使用済みマスクを滅菌し、他のものとして再利用することができれば、マスクゴミが減るのではないか?

マスクの素材である不織布は、ポリプロピレンでできているので、その性質を利用して他のものにしていく。

③研究内容 1

まず、滅菌するにあたりどの方法が適しているのか、寒天培地を使って、菌の繁殖具合を観察する。

※滅菌とは菌を完全に無くすことだが、できないことが分かったので、除菌できるかを観察していく。

サンプル

A.使用後のマスク

B.新品のマスク

C.水洗いのマスク

D.アルコール除菌したマスク

E.煮沸消毒したマスク

F.空気中に30分さらした培地

結果:どの除菌方法でも除菌ができた。

観察方法:コロニーの数を数える。

A〜Fを4枚ずつ用意し、A1,A2,A3,A4のようにそれぞれ表す。

ABCDEF
111100以上1011
2×0740016
3×048×111
480231118

結果:Bの新品を基準と比べた時、

  Eの煮沸消毒が1番適していることが分かった。

  Cの水洗いは適していない。

※Aの使用後にあまり菌がついていないのは、使用してから溜めている間に菌がなくなった可能性があるため。

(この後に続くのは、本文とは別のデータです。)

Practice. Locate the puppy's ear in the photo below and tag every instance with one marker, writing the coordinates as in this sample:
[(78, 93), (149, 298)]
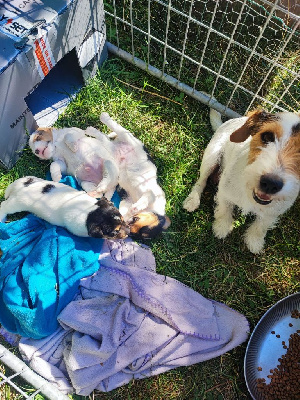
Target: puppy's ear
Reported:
[(95, 231), (251, 126)]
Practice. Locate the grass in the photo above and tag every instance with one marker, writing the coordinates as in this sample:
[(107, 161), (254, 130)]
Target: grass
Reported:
[(176, 129)]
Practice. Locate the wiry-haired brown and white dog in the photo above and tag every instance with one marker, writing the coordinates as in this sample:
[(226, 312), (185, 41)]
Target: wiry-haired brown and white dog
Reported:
[(259, 160)]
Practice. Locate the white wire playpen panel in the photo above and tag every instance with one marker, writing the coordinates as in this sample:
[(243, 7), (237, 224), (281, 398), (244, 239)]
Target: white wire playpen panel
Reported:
[(244, 53)]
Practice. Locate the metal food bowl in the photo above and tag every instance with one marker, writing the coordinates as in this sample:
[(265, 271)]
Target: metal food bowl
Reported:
[(265, 344)]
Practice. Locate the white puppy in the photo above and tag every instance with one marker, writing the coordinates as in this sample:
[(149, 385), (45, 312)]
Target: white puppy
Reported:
[(144, 204), (259, 163), (64, 206), (89, 159)]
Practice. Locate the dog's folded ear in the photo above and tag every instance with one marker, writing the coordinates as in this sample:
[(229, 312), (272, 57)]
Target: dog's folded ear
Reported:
[(95, 231), (251, 126)]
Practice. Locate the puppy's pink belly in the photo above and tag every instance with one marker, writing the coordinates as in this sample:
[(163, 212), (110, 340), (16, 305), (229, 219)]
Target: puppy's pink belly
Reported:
[(90, 173)]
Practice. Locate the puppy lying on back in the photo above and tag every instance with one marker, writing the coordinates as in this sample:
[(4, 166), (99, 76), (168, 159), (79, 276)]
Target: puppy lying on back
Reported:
[(89, 159), (258, 157), (143, 206), (64, 206)]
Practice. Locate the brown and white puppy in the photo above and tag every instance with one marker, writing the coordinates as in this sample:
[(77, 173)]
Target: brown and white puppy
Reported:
[(64, 206), (89, 159), (144, 224), (143, 207), (259, 160)]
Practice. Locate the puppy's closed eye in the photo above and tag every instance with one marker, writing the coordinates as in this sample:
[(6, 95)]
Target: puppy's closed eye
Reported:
[(267, 137), (133, 220)]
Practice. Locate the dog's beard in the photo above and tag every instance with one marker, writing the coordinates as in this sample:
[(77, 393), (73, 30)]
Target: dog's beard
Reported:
[(261, 198)]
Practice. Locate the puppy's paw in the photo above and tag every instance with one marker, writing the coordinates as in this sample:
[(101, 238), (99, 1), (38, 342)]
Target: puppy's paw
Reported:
[(191, 202), (222, 227), (254, 242)]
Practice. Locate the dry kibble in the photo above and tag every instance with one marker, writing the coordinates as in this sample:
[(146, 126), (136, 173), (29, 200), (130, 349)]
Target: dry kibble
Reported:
[(285, 382)]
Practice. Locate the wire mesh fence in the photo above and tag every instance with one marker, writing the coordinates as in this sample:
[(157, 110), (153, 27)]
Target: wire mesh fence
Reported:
[(243, 53)]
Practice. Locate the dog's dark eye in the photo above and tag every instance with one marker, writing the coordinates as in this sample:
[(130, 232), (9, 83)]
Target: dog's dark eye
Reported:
[(267, 137)]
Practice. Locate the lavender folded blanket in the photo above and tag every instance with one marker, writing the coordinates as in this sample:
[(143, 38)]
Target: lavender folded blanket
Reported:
[(130, 322)]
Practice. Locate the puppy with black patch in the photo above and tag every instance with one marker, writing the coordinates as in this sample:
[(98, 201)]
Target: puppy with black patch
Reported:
[(64, 206), (86, 155), (143, 206), (258, 157)]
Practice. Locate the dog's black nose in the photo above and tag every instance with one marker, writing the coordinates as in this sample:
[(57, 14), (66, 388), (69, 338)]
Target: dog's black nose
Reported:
[(271, 184)]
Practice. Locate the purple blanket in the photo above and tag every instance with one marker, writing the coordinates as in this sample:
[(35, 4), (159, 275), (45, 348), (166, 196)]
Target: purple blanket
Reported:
[(130, 322)]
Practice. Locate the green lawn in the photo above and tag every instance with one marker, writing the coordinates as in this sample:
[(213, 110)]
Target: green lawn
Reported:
[(176, 129)]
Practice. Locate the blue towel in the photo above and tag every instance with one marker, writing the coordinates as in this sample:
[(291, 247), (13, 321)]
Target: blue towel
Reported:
[(40, 270)]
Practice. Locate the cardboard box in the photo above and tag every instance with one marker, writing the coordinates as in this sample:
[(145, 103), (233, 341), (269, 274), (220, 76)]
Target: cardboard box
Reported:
[(48, 50)]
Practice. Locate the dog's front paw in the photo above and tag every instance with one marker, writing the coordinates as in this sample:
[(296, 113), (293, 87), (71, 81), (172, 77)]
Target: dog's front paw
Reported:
[(222, 227), (191, 202), (254, 242)]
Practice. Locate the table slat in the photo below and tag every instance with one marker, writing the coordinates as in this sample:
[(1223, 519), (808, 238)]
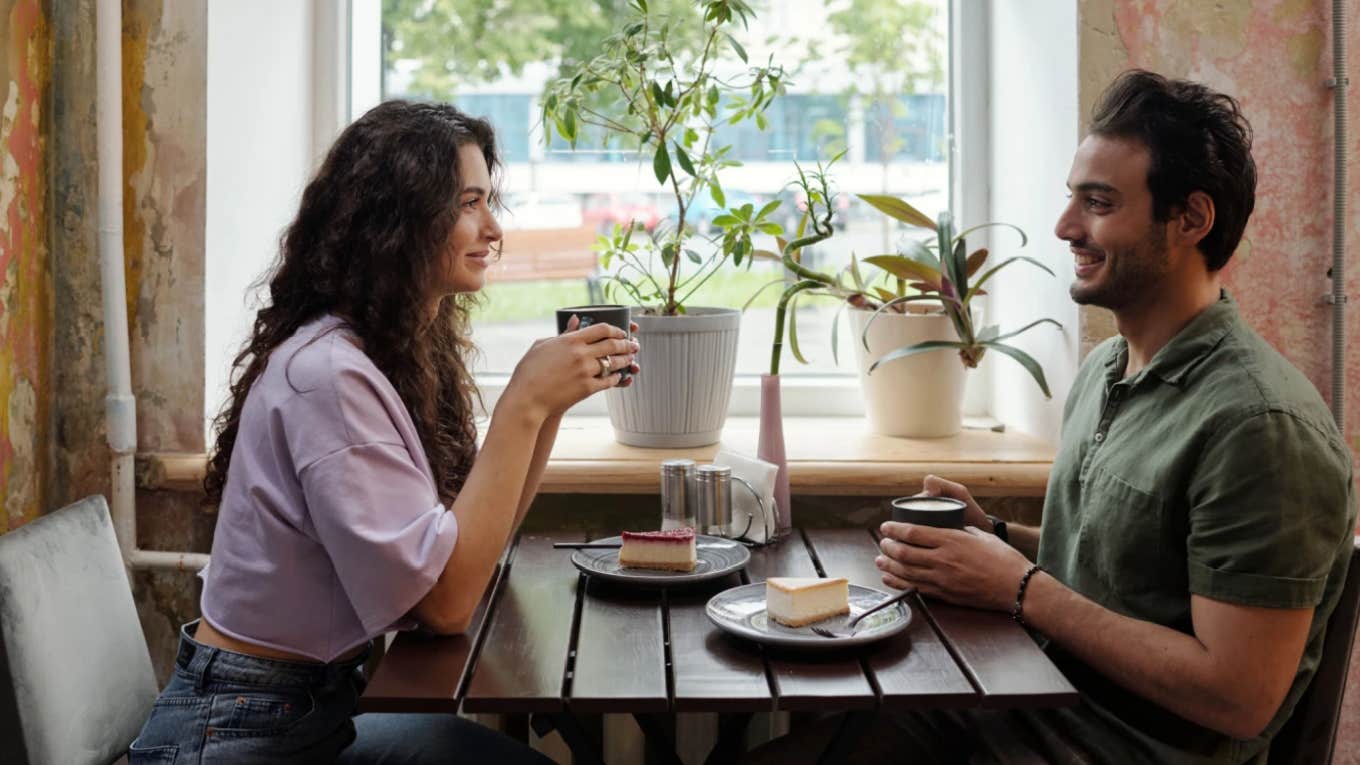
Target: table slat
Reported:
[(711, 670), (620, 652), (524, 656), (808, 681), (1001, 659), (913, 669), (423, 673)]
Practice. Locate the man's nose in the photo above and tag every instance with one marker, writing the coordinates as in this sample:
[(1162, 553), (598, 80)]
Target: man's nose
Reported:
[(1068, 228)]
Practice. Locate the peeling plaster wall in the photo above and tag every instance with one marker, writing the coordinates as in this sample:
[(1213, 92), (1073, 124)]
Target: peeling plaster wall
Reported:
[(25, 267), (165, 180), (1275, 57)]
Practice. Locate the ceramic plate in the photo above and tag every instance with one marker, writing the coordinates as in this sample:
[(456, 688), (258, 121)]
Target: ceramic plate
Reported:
[(741, 611), (717, 557)]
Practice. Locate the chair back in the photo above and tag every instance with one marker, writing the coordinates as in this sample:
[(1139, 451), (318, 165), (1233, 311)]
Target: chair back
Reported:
[(1310, 735), (75, 674)]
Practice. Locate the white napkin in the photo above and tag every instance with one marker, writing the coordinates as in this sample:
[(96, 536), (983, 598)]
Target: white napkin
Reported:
[(760, 475)]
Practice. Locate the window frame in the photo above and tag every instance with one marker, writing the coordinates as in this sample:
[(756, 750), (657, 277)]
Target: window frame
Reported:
[(811, 394)]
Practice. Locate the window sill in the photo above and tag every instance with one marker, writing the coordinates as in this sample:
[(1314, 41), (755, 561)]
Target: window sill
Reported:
[(827, 456)]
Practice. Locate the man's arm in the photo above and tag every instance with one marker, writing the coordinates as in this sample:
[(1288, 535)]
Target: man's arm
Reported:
[(1230, 675)]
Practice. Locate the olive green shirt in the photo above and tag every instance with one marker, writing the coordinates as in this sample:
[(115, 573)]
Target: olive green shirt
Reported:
[(1215, 471)]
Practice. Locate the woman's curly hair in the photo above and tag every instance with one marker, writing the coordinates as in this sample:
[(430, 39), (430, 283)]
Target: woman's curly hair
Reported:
[(369, 238)]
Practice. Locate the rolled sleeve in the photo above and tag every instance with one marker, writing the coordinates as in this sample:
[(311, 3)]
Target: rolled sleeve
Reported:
[(382, 526), (1268, 509)]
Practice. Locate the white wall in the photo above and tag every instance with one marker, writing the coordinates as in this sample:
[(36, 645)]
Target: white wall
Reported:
[(1034, 123), (275, 98)]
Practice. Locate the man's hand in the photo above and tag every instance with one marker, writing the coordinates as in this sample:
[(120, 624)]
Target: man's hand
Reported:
[(970, 566)]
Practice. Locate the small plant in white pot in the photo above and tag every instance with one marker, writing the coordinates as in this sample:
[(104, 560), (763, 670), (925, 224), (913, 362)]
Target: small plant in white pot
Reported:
[(656, 87), (913, 317)]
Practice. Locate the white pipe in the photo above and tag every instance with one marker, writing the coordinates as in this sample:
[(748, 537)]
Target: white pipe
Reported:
[(120, 406), (1341, 155)]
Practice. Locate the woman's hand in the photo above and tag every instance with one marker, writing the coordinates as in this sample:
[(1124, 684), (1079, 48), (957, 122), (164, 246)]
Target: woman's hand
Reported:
[(558, 372)]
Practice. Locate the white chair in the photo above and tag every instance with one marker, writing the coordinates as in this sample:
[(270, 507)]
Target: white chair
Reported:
[(75, 675)]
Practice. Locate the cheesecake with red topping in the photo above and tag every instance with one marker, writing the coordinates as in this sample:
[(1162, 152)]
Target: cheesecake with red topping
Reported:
[(660, 550)]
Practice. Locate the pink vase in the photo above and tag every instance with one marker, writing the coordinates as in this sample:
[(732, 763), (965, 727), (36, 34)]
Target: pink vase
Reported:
[(770, 449)]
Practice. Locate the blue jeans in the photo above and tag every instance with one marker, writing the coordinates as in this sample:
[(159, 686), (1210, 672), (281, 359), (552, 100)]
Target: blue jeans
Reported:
[(233, 708)]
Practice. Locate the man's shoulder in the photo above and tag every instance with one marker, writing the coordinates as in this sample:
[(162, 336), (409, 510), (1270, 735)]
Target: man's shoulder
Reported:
[(1246, 376)]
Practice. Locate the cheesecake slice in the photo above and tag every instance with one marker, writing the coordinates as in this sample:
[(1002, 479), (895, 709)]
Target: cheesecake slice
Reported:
[(661, 550), (801, 600)]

今回はYM寒天培地を使って、除菌できているかを確認した。

YM寒天培地とは、寒天に酵母エキスや麦芽エキスを混ぜ、菌を付着させることで、繁殖し確認できるもの。

Y・・・酵母エキス

M・・・麦芽エキス

研究内容 2

除菌できることが分かったので、マスクを何に再利用するかを考える。

不織布マスクの原料:ポリプロピレン

ポリプロピレンの性質から保温性があるという点に着目し、それを利用する。

実験:不織布マスクと市販の防寒シートの保温性を比較する。

①ビーカーに100ml水を入れる。

②80℃まで加熱する。

③放置して1分ごとに何℃下がったか、計測する。

min\℃市販のシートマスク有り
080.080.0
178.078.2
276.577.0
375.076.0
474.874.8
572.373.5
671.572.3
770.371.0
869.570.2
968.569.3
1067.868.2
1167.067.5
1266.267.0
1365.566.0
1464.765.0
1564.064.4
1663.363.5
1762.863.0
1862.062.0
1961.461.6
2060.861.0

結果:マスクは市販のシート同様の保温性があることが分かった。

このことから、マスクをつなげて大きな保温シートとして再利用しようと考えた。

マスクの繋げ方として、ポリプロピレンは熱可塑性樹脂なのでそれを利用して、アイロンやはんだごてで接続部分を溶かしてくっつける。

※アイロンでも良いがはんだごての方が正確に溶かせる。

熱可塑性樹脂:温度が高くなると溶けて溶融し、冷やすと固化する。

④結果

使い捨てのマスクを再利用して、保温シートにすることができた。保温シートにマスクの枚数は決まってないので、毎日捨てずにある程度溜まったら、製作することでゴミを減らすことができ、保温シートとしても再利用することができる。

⑤考察

シートの強度を上げるために2枚重ねて製作したり、熱可塑性樹脂の性質を利用して、接着部分をもっと硬くすることが必要だと思う。

このシートを作るために手間や時間を取ってしまうのは少し難点である。

今回保温性に着目したが、ポリプロピレンは他にも耐水性や絶縁性などの性質もあるため、シート以外にも再利用する方法はあると思う。